To show they were serious, Diaz said, they upped the prize purse by topping the men’s purse from the year prior by five grand. This year’s winner will take home $75,000. Last year, the women’s winner took home just $30,000.
This revamped race is now touted as the only women’s standalone pro road race in the Western Hemisphere. It’s a 220-mile, four-stage race that started in Steamboat Springs on Thursday, moved to Avon on Friday, then Golden on Saturday and finishes in Denver on Sunday.
Diaz wants to show that women’s sports are just as important and exciting as men’s. She hopes the Colorado Classic will prove that women’s-only cycling events can have a sustainable model, one that can be replicated across the country.
To push that goal forward and get fans from near and far engaged, the race will be livestreamed from start to end.
“If they’re racing, and they’re putting on a great show, and they have amazing content and nobody sees it, it doesn’t help,” Diaz said. “To be able to catch the drama and the excitement that unfolded and be able to broadcast that out to the world is really powerful.”
Not to mention, it helps women’s teams and individual athletes promote themselves, Diaz added. The more visibility the race gets, the better visibility corporate sponsors receive. As it stands, corporate sponsors fund the entirety of the race and many of the women’s teams.
Participants include Erica Clevenger, a professional cyclist and PhD student in environmental engineering at the Colorado School of Mines. She’s on the Sho Air Twenty20 team, which is sponsored by companies like Clif Bar & Company and Humm Kombucha LLC.
“A lot of times when races are struggling, or they’re choosing what to focus on it’s usually the men that they focus on,” Clevenger said. “Women have about a third, I think, of the race opportunities that men have.
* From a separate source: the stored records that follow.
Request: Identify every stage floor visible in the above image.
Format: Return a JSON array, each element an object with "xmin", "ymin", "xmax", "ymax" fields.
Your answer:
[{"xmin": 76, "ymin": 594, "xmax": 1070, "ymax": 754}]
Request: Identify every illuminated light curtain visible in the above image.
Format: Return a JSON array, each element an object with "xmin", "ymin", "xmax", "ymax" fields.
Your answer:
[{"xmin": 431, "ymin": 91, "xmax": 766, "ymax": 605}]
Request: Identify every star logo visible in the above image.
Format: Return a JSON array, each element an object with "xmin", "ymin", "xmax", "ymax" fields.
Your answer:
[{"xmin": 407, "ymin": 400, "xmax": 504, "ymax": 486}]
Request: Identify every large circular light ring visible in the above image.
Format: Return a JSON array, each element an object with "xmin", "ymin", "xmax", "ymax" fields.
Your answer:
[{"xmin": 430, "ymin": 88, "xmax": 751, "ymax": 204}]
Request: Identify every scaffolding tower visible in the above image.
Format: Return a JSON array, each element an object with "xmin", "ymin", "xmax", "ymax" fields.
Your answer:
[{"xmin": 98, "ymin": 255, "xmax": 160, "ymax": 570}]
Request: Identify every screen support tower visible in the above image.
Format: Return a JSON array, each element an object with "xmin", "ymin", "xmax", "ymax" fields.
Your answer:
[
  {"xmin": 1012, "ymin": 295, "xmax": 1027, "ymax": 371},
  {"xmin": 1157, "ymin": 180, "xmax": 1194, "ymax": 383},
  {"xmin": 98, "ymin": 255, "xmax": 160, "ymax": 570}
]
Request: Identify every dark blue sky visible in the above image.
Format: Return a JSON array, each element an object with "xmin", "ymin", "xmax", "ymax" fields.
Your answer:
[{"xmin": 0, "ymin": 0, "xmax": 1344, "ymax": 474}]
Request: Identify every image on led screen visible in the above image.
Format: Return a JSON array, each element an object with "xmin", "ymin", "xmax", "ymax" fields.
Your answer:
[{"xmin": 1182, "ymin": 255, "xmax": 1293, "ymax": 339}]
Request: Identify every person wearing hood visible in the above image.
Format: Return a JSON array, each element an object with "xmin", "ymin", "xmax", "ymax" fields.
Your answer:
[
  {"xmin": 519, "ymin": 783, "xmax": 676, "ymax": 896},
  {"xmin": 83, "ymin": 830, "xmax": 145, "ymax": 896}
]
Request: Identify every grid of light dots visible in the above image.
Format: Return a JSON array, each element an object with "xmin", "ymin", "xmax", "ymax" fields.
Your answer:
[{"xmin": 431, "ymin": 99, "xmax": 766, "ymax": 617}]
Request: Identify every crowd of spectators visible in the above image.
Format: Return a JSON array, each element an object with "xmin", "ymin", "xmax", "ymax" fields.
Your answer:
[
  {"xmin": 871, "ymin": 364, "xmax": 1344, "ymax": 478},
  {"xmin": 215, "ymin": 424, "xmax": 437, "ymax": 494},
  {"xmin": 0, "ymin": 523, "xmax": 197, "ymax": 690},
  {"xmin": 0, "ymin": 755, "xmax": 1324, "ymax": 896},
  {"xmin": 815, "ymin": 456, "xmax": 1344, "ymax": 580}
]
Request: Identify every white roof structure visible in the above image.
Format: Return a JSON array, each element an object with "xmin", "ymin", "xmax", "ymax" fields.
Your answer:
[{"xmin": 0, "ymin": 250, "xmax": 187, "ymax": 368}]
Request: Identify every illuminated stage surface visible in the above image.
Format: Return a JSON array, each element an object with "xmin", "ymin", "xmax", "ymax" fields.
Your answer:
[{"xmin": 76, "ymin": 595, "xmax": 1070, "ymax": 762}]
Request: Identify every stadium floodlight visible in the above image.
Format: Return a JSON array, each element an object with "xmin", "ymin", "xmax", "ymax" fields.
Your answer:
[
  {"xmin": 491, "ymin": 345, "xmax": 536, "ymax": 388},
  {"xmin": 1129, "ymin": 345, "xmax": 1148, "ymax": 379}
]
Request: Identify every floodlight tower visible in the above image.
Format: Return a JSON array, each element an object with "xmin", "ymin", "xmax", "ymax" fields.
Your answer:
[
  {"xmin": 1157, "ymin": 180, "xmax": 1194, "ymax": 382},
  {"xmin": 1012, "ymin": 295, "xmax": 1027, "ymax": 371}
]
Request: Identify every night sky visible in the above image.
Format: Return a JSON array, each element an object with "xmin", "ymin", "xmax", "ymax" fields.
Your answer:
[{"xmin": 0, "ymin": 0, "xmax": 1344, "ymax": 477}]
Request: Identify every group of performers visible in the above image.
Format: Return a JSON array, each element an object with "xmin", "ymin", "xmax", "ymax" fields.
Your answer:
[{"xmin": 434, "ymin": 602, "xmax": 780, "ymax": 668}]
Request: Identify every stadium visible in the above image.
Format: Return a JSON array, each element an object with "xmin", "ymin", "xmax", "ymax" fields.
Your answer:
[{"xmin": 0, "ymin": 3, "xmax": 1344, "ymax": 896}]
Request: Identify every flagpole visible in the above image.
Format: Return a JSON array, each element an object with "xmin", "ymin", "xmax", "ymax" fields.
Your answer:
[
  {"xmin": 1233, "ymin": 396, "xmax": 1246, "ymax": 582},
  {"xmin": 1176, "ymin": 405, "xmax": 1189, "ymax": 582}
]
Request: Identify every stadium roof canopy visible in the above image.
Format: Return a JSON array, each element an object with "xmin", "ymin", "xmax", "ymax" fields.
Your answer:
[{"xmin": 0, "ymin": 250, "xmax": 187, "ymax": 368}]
So there’s a lot of races out there that are only men, and this is one of the very few that actually decided to focus on the women, which is an incredibly impactful thing that they decided to do, and it’s really exciting to be a part of it.”
Clevenger wants to see more women get involved with cycling, but she sees the lack of development opportunities as a major obstacle.
“I also think that it’s just a predominantly white male sport, and it’s actually a bit intimidating for women or minorities to get into,” Clevenger said. “But that’s something that we as a sport are recognizing and working to change.”
The Colorado Classic may be a force for change, but to make a difference, it has to stick around for more than a year or two, said Mara Abbott, a professional racer and 2016 Olympian who retired that same year. She’s seen races come and go. Many of them promised to be the next big thing.
“The races that sustained, sustained because the people organizing them cared about them personally,” Abbott said. “Other than that, I saw more races disappear than I saw come.”
She was often disappointed at the broken promises made by races and competitions. But she admits, there hasn’t been money in women’s cycling, and it’s a lot of work to put on a race.
“I think that women’s cycling right now is a really hard nut to crack,” Abbott said. “The work that this team’s been doing and the people that they’ve been trying to engage, and I saw that they got a tweet from Billie Jean King, which is really cool, but I think that is all great and that they have great potential with the things they’re doing. But at the same time, one year won’t make a difference.”